“Becky?”
“Yes, Daddy, it is me.” “
“When did you get here? And where is your mom?”
For the next hour and a half we grieved the loss of my mother together – again. He had many questions about the funeral and the subsequent four years. I answered as honestly as I could and then we sat in silence as the absence fell over us. In my mind the memories came, one at a time, floating down like fall leaves, covering the ground.
Grief is like that. In the first moments of loss it comes like a storm ripping up roots, and knocking you off your feet. But eventually it settles a bit. The wind dies down, a chill settles in, and the leaves come. There is a beauty in it, really.
You see, fall is my favorite season. It always has been. The calendar that I carry is based on the school year… starting in fall and ending in summer. It is like, for me, the whole world gets a reset in the fall. There is exhilaration in my veins as I watch the colors of fall change the common to the extraordinary. But this year, there seem to be more leaves falling. More memories landing on the tender soil of my heart.
My dad’s dementia has brought about the closing up of his apartment and storing the final memories away for a time when we won’t have them anymore. He is sliding closer and closer to the edge of the unknown and unremembered. And I am the gatekeeper for the few memories he is holding onto at the moment. It feels weighty I am afraid, like I am grasping to keep the leaves on their branches and I am just not strong enough.

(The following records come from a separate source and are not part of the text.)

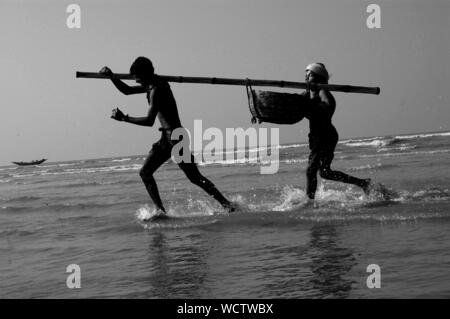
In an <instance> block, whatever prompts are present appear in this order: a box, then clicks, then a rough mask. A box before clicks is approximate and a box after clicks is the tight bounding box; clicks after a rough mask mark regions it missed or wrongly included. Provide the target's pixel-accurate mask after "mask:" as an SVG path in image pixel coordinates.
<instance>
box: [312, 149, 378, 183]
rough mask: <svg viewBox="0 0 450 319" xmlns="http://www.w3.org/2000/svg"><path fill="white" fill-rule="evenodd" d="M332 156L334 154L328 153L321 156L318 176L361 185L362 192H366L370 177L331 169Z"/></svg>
mask: <svg viewBox="0 0 450 319" xmlns="http://www.w3.org/2000/svg"><path fill="white" fill-rule="evenodd" d="M333 157H334V154H333V153H329V154H325V155H324V157H323V158H322V160H321V164H320V177H322V178H325V179H329V180H332V181H337V182H342V183H347V184H353V185H356V186H359V187H361V188H362V189H363V190H364V192H367V191H368V187H369V185H370V181H371V179H370V178H368V179H361V178H357V177H354V176H351V175H348V174H345V173H343V172H340V171H333V170H332V169H331V162H332V161H333Z"/></svg>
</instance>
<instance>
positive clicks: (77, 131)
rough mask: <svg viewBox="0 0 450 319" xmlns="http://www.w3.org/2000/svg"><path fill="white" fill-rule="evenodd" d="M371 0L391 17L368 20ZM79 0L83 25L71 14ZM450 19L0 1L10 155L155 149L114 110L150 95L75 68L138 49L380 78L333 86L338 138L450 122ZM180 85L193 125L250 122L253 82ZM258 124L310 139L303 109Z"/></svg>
mask: <svg viewBox="0 0 450 319" xmlns="http://www.w3.org/2000/svg"><path fill="white" fill-rule="evenodd" d="M371 3H375V4H378V5H379V7H380V9H381V15H380V22H381V28H374V29H369V28H368V27H367V25H366V20H367V18H368V16H369V15H370V14H371V13H367V12H366V9H367V6H368V5H369V4H371ZM70 4H78V5H79V6H80V8H81V28H79V29H77V28H75V29H70V28H68V26H67V24H66V20H67V17H68V16H69V13H67V12H66V9H67V7H68V6H69V5H70ZM449 30H450V1H448V0H429V1H424V0H422V1H416V0H396V1H393V0H386V1H385V0H383V1H379V0H371V1H360V0H351V1H349V0H343V1H332V0H312V1H310V0H305V1H300V0H147V1H137V0H123V1H113V0H111V1H92V0H90V1H80V0H71V1H61V0H58V1H56V0H55V1H53V0H52V1H50V0H40V1H33V0H28V1H24V0H0V48H1V49H0V70H1V72H0V87H1V94H0V108H1V113H2V116H1V125H0V148H1V151H0V165H8V164H10V162H11V161H28V160H34V159H40V158H44V157H45V158H48V159H49V161H65V160H77V159H88V158H101V157H113V156H127V155H140V154H146V153H147V152H148V150H149V149H150V148H151V146H152V144H153V143H154V142H155V141H156V140H157V139H158V137H159V132H158V130H157V127H158V126H156V127H153V128H148V127H139V126H135V125H131V124H126V123H122V122H116V121H114V120H112V119H110V118H109V117H110V114H111V110H112V109H113V108H115V107H120V108H121V109H122V110H123V111H124V112H125V113H129V114H130V116H143V115H145V114H146V112H147V107H148V105H147V102H146V99H145V95H135V96H124V95H122V94H121V93H120V92H118V91H117V90H116V89H115V88H114V86H113V85H112V83H110V81H108V80H100V79H76V78H75V72H76V71H90V72H97V71H98V70H100V68H101V67H103V66H105V65H106V66H109V67H110V68H111V69H112V70H113V72H117V73H127V72H128V70H129V67H130V65H131V63H132V62H133V60H134V59H135V58H136V57H137V56H147V57H149V58H150V59H151V60H152V61H153V64H154V66H155V72H156V73H159V74H163V75H183V76H211V77H214V76H215V77H230V78H247V77H248V78H256V79H272V80H285V81H300V82H303V81H304V69H305V66H306V65H307V64H309V63H311V62H323V63H324V64H325V65H326V66H327V68H328V70H329V72H330V73H332V77H331V79H330V83H333V84H350V85H361V86H379V87H380V88H381V94H380V95H379V96H376V95H367V94H351V93H339V92H336V93H335V94H334V95H335V97H336V100H337V110H336V113H335V115H334V118H333V123H334V124H335V126H336V127H337V129H338V132H339V135H340V138H341V139H343V138H351V137H366V136H379V135H396V134H406V133H416V132H434V131H446V130H450V107H449V104H450V93H449V91H450V90H449V89H450V85H449V84H450V63H449V62H448V60H447V57H448V53H449V52H450V50H449V49H450V32H449ZM130 84H133V82H130ZM171 87H172V89H173V92H174V94H175V97H176V99H177V103H178V107H179V113H180V116H181V120H182V123H183V125H184V126H185V127H186V128H188V129H189V130H193V123H194V120H198V119H201V120H202V121H203V128H207V127H218V128H220V129H223V130H225V128H227V127H231V128H238V127H242V128H248V127H251V126H252V124H251V122H250V113H249V110H248V104H247V97H246V93H245V88H244V87H240V86H222V85H203V84H186V83H183V84H177V83H173V84H171ZM266 89H267V88H266ZM274 90H275V89H274ZM287 92H296V90H287ZM261 127H279V128H280V131H279V132H280V143H290V142H303V141H306V140H307V134H308V122H307V121H306V120H303V121H301V122H300V123H298V124H296V125H279V126H276V125H270V124H264V125H262V126H261ZM205 144H207V142H206V141H205Z"/></svg>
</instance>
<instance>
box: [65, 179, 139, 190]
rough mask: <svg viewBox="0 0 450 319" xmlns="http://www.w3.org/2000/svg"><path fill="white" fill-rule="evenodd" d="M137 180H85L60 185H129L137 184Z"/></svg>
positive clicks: (106, 185) (68, 185)
mask: <svg viewBox="0 0 450 319" xmlns="http://www.w3.org/2000/svg"><path fill="white" fill-rule="evenodd" d="M136 183H137V181H136V180H125V181H123V180H119V181H84V182H77V183H70V184H63V185H60V186H59V187H61V188H78V187H89V186H107V185H129V184H136Z"/></svg>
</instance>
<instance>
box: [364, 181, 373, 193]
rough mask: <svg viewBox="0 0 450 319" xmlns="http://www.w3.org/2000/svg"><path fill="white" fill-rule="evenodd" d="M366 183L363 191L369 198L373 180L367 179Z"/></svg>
mask: <svg viewBox="0 0 450 319" xmlns="http://www.w3.org/2000/svg"><path fill="white" fill-rule="evenodd" d="M364 181H365V184H364V185H363V186H362V189H363V192H364V194H366V196H369V195H370V191H371V189H372V179H371V178H367V179H365V180H364Z"/></svg>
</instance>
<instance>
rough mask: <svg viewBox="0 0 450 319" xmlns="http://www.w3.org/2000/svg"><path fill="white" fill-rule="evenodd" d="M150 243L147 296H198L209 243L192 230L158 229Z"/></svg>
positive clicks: (201, 294) (200, 285) (205, 287)
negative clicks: (173, 229) (207, 242)
mask: <svg viewBox="0 0 450 319" xmlns="http://www.w3.org/2000/svg"><path fill="white" fill-rule="evenodd" d="M151 235H152V240H151V241H150V244H149V267H150V269H149V272H150V276H149V284H150V287H149V290H148V297H149V298H201V297H202V295H203V294H207V292H205V289H207V288H206V287H205V285H204V283H205V278H206V275H207V272H208V265H207V263H206V260H207V258H208V249H207V247H208V245H205V243H204V239H203V238H202V236H201V234H199V233H195V232H189V233H186V232H182V233H177V232H174V233H171V232H163V231H158V232H155V233H153V234H151Z"/></svg>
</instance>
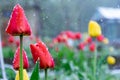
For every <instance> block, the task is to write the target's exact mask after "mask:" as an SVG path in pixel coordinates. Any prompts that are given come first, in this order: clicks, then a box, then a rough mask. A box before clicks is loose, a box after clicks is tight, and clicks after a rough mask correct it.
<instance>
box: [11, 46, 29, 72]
mask: <svg viewBox="0 0 120 80" xmlns="http://www.w3.org/2000/svg"><path fill="white" fill-rule="evenodd" d="M22 54H23V68H24V69H27V68H28V67H29V62H28V58H27V55H26V52H25V51H24V49H23V51H22ZM19 56H20V47H18V48H17V50H16V52H15V56H14V60H13V68H14V69H15V70H19V67H20V65H19V64H20V57H19Z"/></svg>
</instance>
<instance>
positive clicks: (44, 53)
mask: <svg viewBox="0 0 120 80" xmlns="http://www.w3.org/2000/svg"><path fill="white" fill-rule="evenodd" d="M30 49H31V53H32V56H33V60H34V62H36V61H37V60H38V59H40V68H41V69H46V68H53V67H54V61H53V58H52V56H51V55H50V53H49V51H48V48H47V47H46V45H45V44H44V43H43V42H42V41H39V42H38V43H36V44H31V45H30Z"/></svg>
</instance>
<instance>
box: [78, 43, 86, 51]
mask: <svg viewBox="0 0 120 80" xmlns="http://www.w3.org/2000/svg"><path fill="white" fill-rule="evenodd" d="M78 48H79V49H80V50H82V51H83V50H84V48H85V44H84V43H80V44H79V45H78Z"/></svg>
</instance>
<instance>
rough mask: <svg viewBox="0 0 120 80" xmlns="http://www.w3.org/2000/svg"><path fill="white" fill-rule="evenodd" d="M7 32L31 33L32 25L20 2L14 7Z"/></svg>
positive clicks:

Perhaps it is this attention to the things of the past, but these are not the only leaves that seem to be falling this year. My heart is sifting through the piles of leaves that have collected over many fall seasons. The leaves left behind by my mother, my brother, my sister, my niece, my friends. So many losses, so many falls.
I was married in the fall, it being my favorite season and all. It was also the season that my husband decided that I was not enough. In a few days the anniversary will drift past and a few more leaves will be shaken loose. This year, the ugly pain of divorce has decided to stab its way through the years in an attempt to slice the refreshing cool, crisp air of autumn with its sharp edges. I am thankful, for the wounds have healed strong and they resist the memories. But it is the barren trees to come – these are the ones that haunt me.
Each year a few more leaves fall and a few more memories with them. With each leaf that lets go, there is a void, an emptiness that takes hold for a moment. The leaves swirl around my head, like a vertigo in my soul, leaving me off-balance and dizzy. Yes, I know that the blanket of winter will come and wrap itself around me. It will hold me until new life finds its way through the soil of my heart. I have lived through this cycle again and again. But for this moment, it is hard to focus on the beauty and the new to come. It is instead, the leaves of absence that capture my attention.